Amazon today agreed to buy Whole Foods for $13.7 billion, or $42 per share, in an agreement that seems impervious to a rival offer for three reasons:

1. Cash is king: Amazon is paying cash for Whole Foods. For the grocer, this increases the certainty of close ― as compared to a leveraged buyout, where the purchasers would still need to secure debt commitments (Amazon also is raising debt, but has plenty of cash on hand, were it necessary). Who else could afford to compete on cash? Not Wal-Mart, which only has $6.5 billion, or Kroger, which doesn't even have $400 million. Theoretical possibilities are Alphabet (which has done some fresh grocery delivery) and Apple (which has physical retail experience), but there has been no indication that either want to buy into this sort of business.
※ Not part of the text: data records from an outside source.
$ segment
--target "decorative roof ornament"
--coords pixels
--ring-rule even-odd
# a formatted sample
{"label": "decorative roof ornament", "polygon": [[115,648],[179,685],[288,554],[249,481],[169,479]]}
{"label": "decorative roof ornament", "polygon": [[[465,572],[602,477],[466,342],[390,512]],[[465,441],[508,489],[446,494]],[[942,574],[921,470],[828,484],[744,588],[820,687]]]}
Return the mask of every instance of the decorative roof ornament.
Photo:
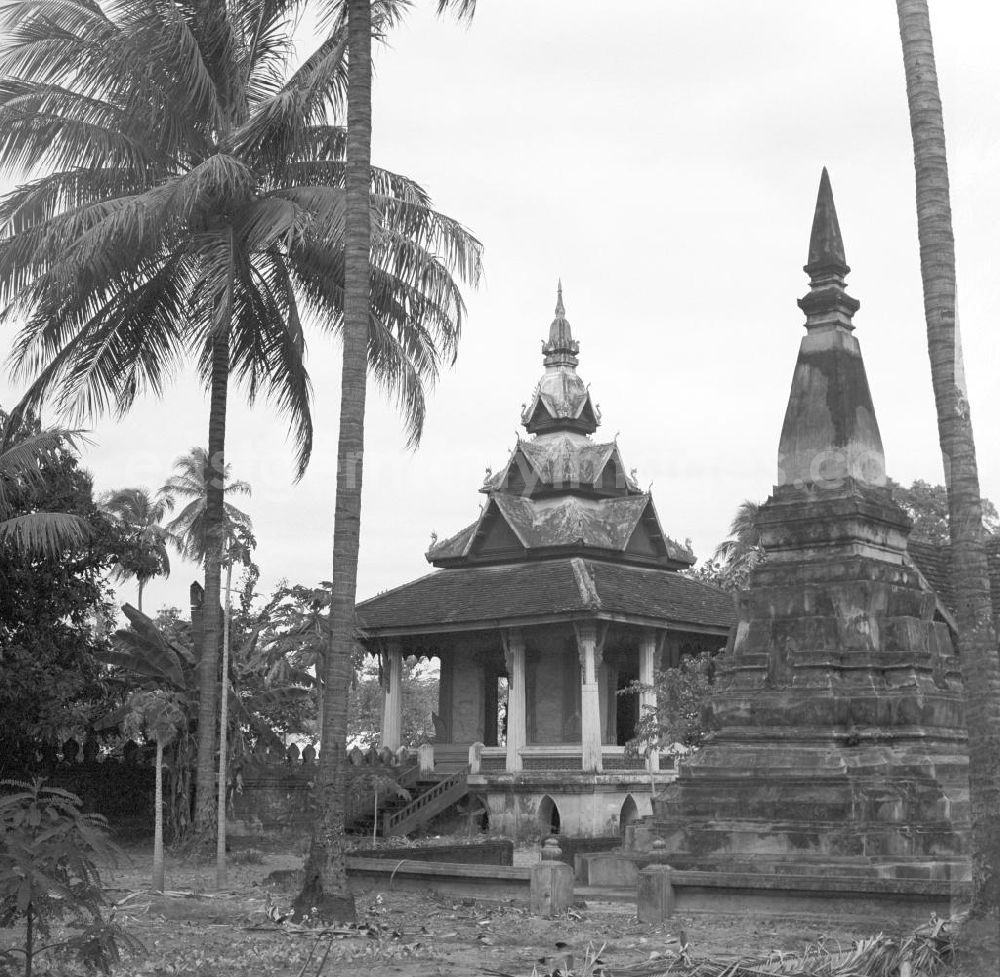
{"label": "decorative roof ornament", "polygon": [[566,318],[560,279],[556,287],[555,318],[549,326],[548,340],[542,343],[545,373],[531,402],[521,409],[521,423],[530,434],[575,431],[587,435],[597,430],[600,412],[576,372],[579,352],[580,344],[573,338]]}
{"label": "decorative roof ornament", "polygon": [[580,344],[573,338],[569,320],[566,318],[566,306],[563,305],[562,279],[556,287],[556,317],[549,326],[549,341],[542,343],[542,353],[545,354],[546,366],[573,366],[580,361],[577,354]]}
{"label": "decorative roof ornament", "polygon": [[854,329],[851,321],[861,303],[847,294],[844,278],[851,268],[844,255],[833,188],[826,167],[819,180],[812,233],[809,235],[809,260],[802,270],[809,276],[809,294],[799,299],[806,314],[806,329]]}

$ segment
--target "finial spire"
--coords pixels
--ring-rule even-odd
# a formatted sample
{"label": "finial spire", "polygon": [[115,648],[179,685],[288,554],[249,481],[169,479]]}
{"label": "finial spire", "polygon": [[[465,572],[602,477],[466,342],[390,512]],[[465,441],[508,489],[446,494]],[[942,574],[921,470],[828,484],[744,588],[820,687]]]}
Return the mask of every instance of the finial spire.
{"label": "finial spire", "polygon": [[549,326],[548,342],[542,343],[542,353],[546,366],[576,366],[576,354],[580,352],[580,344],[573,338],[573,330],[566,319],[566,307],[563,305],[562,279],[556,286],[556,317]]}
{"label": "finial spire", "polygon": [[861,303],[847,294],[844,276],[851,270],[844,255],[833,188],[826,167],[819,178],[816,210],[809,235],[809,261],[802,269],[809,276],[809,294],[799,299],[806,314],[806,329],[821,327],[852,330],[851,321]]}
{"label": "finial spire", "polygon": [[816,212],[813,214],[812,233],[809,236],[809,261],[803,268],[812,278],[823,272],[839,272],[843,277],[851,269],[844,255],[844,239],[840,235],[840,221],[833,204],[833,187],[830,174],[823,167],[816,195]]}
2. Antitrust: Physical groceries (e.g., Albertsons) or generalist retailers (e.g., Wal-Mart) could run into FTC troubles on a Whole Foods purchase. Amazon, however, only has one physical grocery store right now (a concept site in Seattle), so it would be very tough to make an antitrust case stick.

3. Price premium: Whole Foods would have to pay a $400 million termination fee to Amazon, were it to take a rival offer. That means another bidder would need to pay a minimum of $14.1 billion just to match.